To play your role in leading digital transformation, focus on three things: vision, engagement, and governance. Create a vision of how your firm will be radically different because of technology. Executives at [Chilean mining company] Codelco envision a copper mine where no human will ever need to work in the dangerous underground environment again. Boeing envisions a digital airline with its planes at the center, while GE plans to be at the focus of the industrial Internet of things. Next, engage your employees to make the vision a reality. Show them how they have a role to play in the new order. Then encourage them, through contests and conversation, to suggest ways to move the company in the new direction. Finally, you’ll need to steer the energy and investment so that you move forward in an efficient way. Consider what governance roles and mechanisms—such as a chief digital officer, digital innovation committee, or shared digital unit—you’ll need so that you can coordinate digital investments, create standards, and build on the right foundation. Starbucks, The Guardian, Lloyds Bank, P&G, and many other companies find these digital governance mechanisms very helpful to steer their digital activities in the right direction.

Although your digital vision and leadership capabilities shouldn’t be technical, they will need to use technology. Find a way to work with your IT leaders so that they can connect you with what’s valuable in your legacy systems, help you to manage risk appropriately, and develop ways to operate at a speed that the new digital world requires.

Of all the companies you cover in Leading Digital, which most surprised you with its leadership and success in using technologies to transform the business?

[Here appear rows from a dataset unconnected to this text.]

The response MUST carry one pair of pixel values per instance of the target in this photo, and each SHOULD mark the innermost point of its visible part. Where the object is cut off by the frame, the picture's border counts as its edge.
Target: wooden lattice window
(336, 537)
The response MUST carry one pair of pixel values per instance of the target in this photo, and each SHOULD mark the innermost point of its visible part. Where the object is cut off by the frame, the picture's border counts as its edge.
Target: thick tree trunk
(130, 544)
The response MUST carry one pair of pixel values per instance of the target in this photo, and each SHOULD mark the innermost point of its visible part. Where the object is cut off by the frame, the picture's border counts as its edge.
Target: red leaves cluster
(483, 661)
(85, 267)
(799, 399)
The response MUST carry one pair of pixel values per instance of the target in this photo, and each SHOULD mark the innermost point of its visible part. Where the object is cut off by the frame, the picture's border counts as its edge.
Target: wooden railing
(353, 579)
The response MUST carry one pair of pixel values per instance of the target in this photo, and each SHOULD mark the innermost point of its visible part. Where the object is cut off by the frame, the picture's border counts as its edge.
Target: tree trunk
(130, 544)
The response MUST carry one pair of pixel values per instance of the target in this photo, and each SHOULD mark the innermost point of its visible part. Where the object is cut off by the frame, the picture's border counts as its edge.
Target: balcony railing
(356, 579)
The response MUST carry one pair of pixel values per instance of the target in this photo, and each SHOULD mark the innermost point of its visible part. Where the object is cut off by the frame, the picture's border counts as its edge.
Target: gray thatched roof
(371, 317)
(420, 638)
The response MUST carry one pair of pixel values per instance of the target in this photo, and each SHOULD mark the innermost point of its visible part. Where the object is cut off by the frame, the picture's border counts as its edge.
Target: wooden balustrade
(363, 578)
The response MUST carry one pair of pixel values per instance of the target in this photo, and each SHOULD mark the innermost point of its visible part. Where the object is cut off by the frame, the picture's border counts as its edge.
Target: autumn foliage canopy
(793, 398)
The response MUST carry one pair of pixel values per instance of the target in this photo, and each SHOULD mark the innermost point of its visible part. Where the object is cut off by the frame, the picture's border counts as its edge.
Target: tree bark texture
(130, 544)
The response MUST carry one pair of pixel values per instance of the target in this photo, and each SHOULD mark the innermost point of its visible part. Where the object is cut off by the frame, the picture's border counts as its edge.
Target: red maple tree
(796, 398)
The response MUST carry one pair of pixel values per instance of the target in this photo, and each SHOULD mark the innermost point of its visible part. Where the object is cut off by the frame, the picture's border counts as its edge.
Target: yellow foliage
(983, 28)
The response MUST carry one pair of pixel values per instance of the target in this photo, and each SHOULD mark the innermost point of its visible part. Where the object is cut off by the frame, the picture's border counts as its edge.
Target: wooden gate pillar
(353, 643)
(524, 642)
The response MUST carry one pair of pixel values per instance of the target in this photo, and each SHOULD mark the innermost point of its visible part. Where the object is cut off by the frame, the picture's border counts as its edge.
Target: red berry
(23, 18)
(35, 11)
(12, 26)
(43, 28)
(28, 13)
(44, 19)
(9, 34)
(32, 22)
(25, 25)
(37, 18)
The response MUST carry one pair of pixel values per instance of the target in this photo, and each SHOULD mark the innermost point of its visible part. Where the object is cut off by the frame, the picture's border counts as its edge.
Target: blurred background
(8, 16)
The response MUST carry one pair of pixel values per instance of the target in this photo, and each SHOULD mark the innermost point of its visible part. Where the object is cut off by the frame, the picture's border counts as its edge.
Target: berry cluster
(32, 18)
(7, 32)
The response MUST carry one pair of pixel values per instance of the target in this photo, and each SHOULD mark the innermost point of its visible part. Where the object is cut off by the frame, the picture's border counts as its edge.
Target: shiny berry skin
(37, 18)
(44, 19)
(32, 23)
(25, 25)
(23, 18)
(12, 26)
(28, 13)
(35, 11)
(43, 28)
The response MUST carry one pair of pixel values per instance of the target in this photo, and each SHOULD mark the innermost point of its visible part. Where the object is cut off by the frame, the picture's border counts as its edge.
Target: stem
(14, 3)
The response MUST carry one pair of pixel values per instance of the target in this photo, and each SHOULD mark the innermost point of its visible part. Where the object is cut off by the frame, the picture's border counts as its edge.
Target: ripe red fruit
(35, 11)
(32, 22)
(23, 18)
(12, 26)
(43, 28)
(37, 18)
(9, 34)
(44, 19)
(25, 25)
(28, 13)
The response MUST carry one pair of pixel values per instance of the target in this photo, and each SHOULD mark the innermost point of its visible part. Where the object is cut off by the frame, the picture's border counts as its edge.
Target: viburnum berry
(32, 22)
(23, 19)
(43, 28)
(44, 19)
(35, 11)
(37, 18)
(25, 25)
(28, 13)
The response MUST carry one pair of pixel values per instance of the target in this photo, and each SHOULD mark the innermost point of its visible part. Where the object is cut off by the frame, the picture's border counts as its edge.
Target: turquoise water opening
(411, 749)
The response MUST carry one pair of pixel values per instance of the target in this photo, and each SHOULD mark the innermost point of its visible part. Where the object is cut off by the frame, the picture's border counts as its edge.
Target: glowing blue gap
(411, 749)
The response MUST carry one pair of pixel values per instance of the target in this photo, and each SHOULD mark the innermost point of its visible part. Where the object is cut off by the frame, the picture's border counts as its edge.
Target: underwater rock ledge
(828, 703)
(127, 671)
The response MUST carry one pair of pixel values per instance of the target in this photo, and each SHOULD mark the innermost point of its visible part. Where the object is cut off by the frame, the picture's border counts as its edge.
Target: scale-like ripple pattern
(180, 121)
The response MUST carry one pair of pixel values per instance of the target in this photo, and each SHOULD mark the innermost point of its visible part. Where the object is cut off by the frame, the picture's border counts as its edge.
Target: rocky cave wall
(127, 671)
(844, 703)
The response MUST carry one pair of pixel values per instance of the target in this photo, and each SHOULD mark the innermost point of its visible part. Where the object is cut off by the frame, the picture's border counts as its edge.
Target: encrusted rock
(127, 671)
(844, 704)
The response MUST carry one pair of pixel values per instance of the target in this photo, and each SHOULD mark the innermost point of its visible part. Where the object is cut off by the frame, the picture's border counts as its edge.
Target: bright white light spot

How?

That’s a really tough question. Each of the digital masters we studied was doing something fascinating. What really surprised me, though, was the extent to which digital transformation is already underway across the economy. CEOs and other senior leaders are really paying attention to the digital opportunity and they are taking action. Some are doing better than others, and some industries are moving faster than others. But every industry we studied, from pharma to mining to paint manufacturing, already had digital masters at work. The sheer scope of digital transformation underway in these traditional industries, combined with the immense level of interest we saw in talking with senior executives, spurred us to write the book. I hope it gives people some great ways ideas to turn their companies into digital masters.